The row between the European Union and the United Kingdom over the AstraZeneca vaccine is again heating up, with European Commission chief Ursula von der Leyen warning that the bloc could stop its exports from the EU.
“We have the option of prohibiting a planned export,” von der Leyen said in an interview with Germany’s Funke Mediengruppe over the weekend.
That is the message to AstraZeneca: You first fulfill your contract with Europe before you start delivering to other countries,” she added.
For background: The latest comments come after the pharmaceutical giant announced another shortfall in expected vaccine deliveries to the EU last week.

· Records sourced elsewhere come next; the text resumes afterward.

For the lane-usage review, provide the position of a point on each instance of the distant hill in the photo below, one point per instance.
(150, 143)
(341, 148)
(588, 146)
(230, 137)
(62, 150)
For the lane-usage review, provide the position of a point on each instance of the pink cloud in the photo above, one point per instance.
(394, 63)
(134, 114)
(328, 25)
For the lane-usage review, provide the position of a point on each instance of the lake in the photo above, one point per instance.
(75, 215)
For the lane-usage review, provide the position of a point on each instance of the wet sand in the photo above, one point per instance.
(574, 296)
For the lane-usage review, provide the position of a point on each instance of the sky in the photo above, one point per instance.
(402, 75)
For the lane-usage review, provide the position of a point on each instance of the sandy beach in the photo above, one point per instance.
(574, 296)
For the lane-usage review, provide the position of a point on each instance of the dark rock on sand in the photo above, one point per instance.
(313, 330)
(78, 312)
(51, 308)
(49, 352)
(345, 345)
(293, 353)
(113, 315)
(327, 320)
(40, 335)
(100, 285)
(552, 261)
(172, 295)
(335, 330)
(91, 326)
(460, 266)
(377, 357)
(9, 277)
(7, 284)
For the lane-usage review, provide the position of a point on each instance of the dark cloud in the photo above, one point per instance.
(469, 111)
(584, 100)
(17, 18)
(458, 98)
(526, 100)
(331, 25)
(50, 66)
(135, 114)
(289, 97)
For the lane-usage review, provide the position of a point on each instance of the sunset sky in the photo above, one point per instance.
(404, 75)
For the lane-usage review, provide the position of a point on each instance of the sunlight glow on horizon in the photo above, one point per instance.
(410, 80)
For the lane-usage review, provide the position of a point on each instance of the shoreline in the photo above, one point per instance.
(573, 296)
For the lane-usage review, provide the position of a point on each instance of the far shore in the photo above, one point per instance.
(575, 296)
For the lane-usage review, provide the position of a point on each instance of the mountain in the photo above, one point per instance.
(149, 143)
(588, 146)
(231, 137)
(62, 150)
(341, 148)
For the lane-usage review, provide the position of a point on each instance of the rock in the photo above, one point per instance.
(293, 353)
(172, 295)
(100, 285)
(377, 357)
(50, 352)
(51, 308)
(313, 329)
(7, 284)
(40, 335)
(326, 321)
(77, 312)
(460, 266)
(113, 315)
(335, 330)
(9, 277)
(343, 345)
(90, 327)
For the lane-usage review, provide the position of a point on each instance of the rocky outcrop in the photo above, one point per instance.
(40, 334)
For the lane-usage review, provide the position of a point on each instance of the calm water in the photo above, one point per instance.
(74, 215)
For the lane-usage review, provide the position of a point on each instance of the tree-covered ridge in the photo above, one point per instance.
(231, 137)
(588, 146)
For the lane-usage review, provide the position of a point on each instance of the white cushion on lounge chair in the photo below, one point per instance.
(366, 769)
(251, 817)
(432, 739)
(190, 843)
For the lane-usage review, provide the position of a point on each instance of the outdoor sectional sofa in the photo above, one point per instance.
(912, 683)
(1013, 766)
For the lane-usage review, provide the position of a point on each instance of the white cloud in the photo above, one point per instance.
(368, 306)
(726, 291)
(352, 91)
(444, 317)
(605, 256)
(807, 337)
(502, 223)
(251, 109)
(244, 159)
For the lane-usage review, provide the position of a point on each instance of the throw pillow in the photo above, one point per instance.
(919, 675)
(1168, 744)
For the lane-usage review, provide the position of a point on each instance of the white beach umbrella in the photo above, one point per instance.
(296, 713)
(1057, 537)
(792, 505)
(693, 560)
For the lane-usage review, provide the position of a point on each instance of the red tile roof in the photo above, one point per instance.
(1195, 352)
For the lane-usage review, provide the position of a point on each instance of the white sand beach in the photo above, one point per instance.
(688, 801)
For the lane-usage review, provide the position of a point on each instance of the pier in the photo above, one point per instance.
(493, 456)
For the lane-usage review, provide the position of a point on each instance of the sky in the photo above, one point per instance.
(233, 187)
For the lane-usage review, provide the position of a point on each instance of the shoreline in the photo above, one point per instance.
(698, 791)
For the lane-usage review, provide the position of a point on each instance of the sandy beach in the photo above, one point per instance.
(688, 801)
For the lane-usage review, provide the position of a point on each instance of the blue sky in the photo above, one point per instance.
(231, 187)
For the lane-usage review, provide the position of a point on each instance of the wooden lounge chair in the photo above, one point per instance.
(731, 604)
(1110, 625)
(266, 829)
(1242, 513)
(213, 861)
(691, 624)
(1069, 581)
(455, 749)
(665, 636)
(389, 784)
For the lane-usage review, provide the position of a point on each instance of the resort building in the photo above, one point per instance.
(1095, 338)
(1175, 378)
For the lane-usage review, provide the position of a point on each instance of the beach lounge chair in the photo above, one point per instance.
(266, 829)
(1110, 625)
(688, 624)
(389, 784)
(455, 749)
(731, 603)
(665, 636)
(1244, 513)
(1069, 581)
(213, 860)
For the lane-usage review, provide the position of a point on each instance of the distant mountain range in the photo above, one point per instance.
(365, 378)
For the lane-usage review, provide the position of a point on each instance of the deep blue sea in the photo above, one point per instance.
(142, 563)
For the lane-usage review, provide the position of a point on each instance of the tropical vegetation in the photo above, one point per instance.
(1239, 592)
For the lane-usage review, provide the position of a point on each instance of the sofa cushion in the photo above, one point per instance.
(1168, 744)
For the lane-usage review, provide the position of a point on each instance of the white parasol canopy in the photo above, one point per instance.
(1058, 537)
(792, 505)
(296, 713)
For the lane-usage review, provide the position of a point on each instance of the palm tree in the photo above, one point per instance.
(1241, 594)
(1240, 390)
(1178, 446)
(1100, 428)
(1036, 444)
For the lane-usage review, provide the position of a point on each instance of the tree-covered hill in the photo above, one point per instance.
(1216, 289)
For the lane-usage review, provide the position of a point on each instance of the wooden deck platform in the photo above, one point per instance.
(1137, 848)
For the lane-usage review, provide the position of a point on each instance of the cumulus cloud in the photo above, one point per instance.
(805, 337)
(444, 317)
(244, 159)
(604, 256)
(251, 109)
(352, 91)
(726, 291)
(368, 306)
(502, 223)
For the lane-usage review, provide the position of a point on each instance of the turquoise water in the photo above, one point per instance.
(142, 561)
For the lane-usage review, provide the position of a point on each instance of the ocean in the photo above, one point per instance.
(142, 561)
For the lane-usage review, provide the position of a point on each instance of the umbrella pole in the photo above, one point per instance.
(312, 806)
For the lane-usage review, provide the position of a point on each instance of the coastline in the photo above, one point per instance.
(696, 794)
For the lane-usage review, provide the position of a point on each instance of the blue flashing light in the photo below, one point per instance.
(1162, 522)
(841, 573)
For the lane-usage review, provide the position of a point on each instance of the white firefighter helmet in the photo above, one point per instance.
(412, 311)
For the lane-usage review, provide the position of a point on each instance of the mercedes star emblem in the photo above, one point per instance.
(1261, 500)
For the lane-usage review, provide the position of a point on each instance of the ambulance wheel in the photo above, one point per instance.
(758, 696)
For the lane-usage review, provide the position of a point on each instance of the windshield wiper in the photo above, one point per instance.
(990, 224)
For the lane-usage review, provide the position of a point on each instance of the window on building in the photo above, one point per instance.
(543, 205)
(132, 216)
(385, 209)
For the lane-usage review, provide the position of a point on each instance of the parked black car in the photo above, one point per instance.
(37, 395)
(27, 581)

Von der Leyen slammed AstraZeneca for alleged under-production and under-delivery, blaming them in part for the slow vaccine rollout in Europe.
Multiple UK media on Monday morning reported that Prime Minister Boris Johnson will be contacting individual EU leaders to urge them not to support the idea of a block on vaccine exports ahead of an EU leaders’ meeting Thursday, although Downing Street declined to comment when contacted by CNN.
Asked on Sunday about the risk of the EU blocking vaccine exports to the UK, British Defense Secretary Ben Wallace warned the European Commission that the “world is watching what happens.”
“The European Union will know that the rest of the world is looking at the Commission about how it conducts itself on this and if, if, if contracts get broken and undertaken, you know that that is a very damaging thing to happen for a trading bloc that prides itself on the rule of law, prides itself on following you know contracts being an open trading bloc,” Wallace told Sky News.